When it comes to the health of American democracy, unions also get the goods as the EPI report explains:
*There are fewer restrictive voting laws in states with the highest union density while over 70% of low-union-density states have passed voter suppression laws between 2011 and 2019.
With all the good that they do, it’s no wonder that unions are hip again or that those who want to undermine our democracy in the service of the economic elite are trying as hard as they can to get rid of us.
As Nancy MacLean outlined in Democracy in Chains: The Deep History of the Radical Right’s Stealth Plan for America, the American plutocracy’s grail quest was to “save capitalism from democracy, permanently.” In Donald Trump, the billionaire class has the man they have dreamed of for decades who can seal the deal for elite rule, and he is openly trying to do just that—crush the union movement, gut civil rights, destroy environmental and climate protections, enshrine the divine right of corporations, and give big tax breaks to the rich, many of whom see taxes as a form of “gangsterism” robbing them of their natural right to hog all the resources.
It is, in the view of folks like Kevin Roberts, the President of the Heritage Foundation, a “second American Revolution, which will remain bloodless if the left allows it to be.” We need to view all this very clearly: Trump is here to deliver the kill shot on the very chance of a more robust, inclusive democracy or even the ability of movements to call for it for the foreseeable future. Hence, his assault on unionized federal workers and their collective bargaining rights along with the very idea that the public sector, public education in particular, has any value in American society.
Unions are playing a key role in contesting this, from pushing back against it by organizing workers and communities, to fighting for immigrants’ rights, to pushing for a special election in California to contest Trump’s efforts to rig the 2026 midterms via Texas redistricting. Labor unions are always essential in that they offer an alternative vision of what American democracy can be. As labor writer Hamilton Nolan puts it:
When does the typical American ever experience democracy?

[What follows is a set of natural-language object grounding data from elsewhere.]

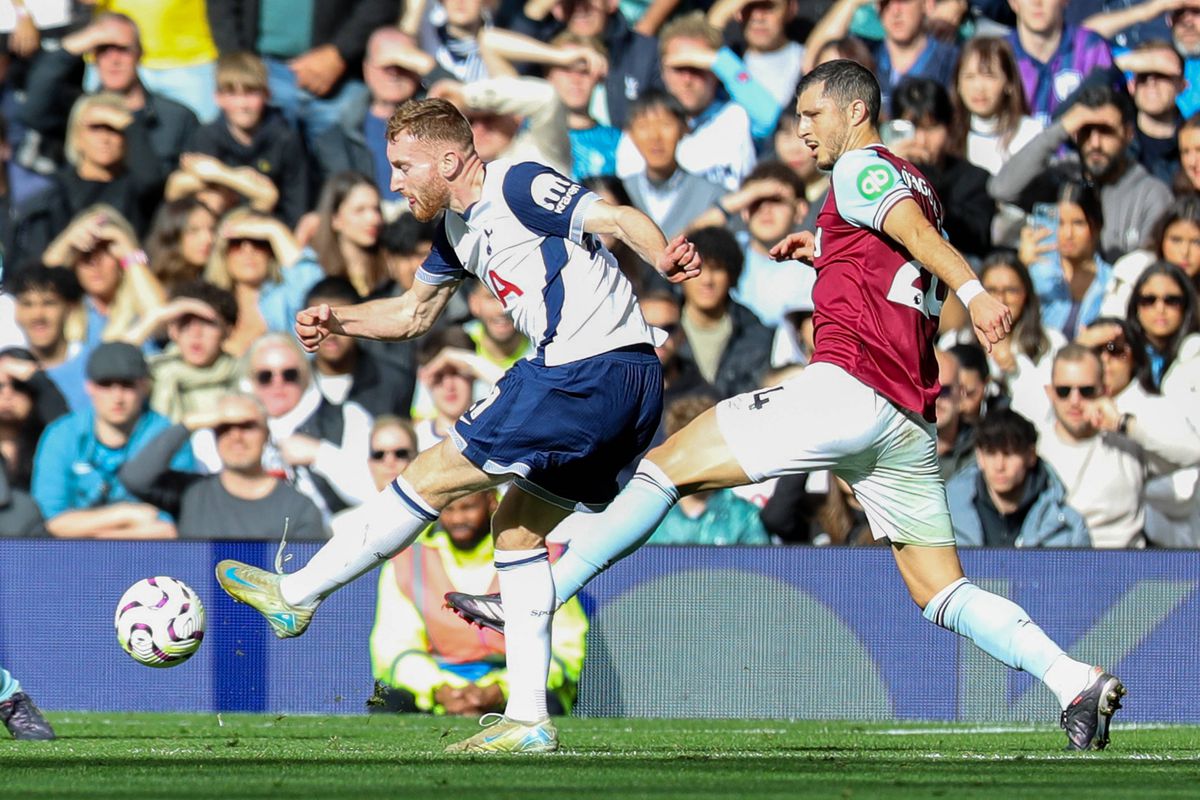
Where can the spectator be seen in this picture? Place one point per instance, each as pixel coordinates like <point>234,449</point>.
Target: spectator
<point>634,65</point>
<point>109,162</point>
<point>113,43</point>
<point>347,238</point>
<point>193,372</point>
<point>424,657</point>
<point>955,435</point>
<point>1054,58</point>
<point>1104,457</point>
<point>179,60</point>
<point>45,298</point>
<point>718,517</point>
<point>1009,497</point>
<point>729,346</point>
<point>394,70</point>
<point>250,133</point>
<point>312,53</point>
<point>1071,281</point>
<point>343,371</point>
<point>259,260</point>
<point>666,191</point>
<point>1101,125</point>
<point>991,119</point>
<point>449,374</point>
<point>219,186</point>
<point>575,72</point>
<point>771,204</point>
<point>513,118</point>
<point>907,50</point>
<point>319,447</point>
<point>972,382</point>
<point>76,481</point>
<point>1156,83</point>
<point>180,241</point>
<point>1175,239</point>
<point>451,32</point>
<point>1020,362</point>
<point>1163,320</point>
<point>101,248</point>
<point>960,185</point>
<point>717,142</point>
<point>772,58</point>
<point>241,500</point>
<point>393,449</point>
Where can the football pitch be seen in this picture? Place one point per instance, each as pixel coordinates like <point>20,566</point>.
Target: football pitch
<point>258,756</point>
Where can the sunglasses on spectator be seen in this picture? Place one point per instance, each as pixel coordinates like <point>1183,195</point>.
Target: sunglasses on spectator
<point>402,453</point>
<point>1116,348</point>
<point>244,426</point>
<point>1169,300</point>
<point>1086,392</point>
<point>267,377</point>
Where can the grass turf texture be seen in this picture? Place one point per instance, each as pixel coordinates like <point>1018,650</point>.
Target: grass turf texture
<point>257,756</point>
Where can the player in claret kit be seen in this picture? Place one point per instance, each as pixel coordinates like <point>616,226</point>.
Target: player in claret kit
<point>863,408</point>
<point>561,425</point>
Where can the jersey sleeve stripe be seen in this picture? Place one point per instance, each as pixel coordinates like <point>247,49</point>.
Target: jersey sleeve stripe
<point>887,204</point>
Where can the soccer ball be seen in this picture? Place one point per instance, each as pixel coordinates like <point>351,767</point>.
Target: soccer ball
<point>160,621</point>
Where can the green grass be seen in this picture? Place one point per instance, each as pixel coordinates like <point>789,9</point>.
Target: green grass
<point>245,756</point>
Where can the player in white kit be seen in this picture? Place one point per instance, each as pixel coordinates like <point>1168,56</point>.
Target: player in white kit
<point>559,425</point>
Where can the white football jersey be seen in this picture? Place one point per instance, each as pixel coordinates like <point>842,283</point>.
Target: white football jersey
<point>525,240</point>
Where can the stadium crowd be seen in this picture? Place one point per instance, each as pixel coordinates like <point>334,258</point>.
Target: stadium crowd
<point>181,176</point>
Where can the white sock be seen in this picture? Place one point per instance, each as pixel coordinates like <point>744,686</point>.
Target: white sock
<point>1067,678</point>
<point>616,531</point>
<point>1005,631</point>
<point>527,589</point>
<point>395,517</point>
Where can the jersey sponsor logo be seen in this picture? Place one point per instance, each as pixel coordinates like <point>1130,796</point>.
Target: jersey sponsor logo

As a child, they are told what to do. At school, they are told what to do. When they grow up, they get a job, and are told what to do. If they go to church, they are told what to do. And everyone with any common sense can see that voting, the one activity explicitly branding and participating in democracy, seems to change nothing, as power is concentrated, and decisions are made by unknown people in places remote from the everyday experience of a normal person. From this base of nothing, we expect Americans to treasure democracy as their greatest value. That is a hard ask, when it is something they have never seen in the wild . . . Unless—unless—they happen to be in a union. In a decent union, their opinion will matter. They can directly participate in discussions that lead to a set of demands. They can decide, collectively, to take direct action to win their demands . . . It is not democracy as a slogan, but democracy as lived experience.
This Labor Day let’s celebrate the role of the union movement in expanding the reach of American democracy, providing a site of “lived democracy” for union workers, and recommit ourselves to insisting that the egalitarian principles of social justice unionism prevail throughout the entirety of American society. In this dark moment, as educators and unionists, we can provide a light, a larger sense of solidarity that can lead our way out of our present crisis of to a better future for us all.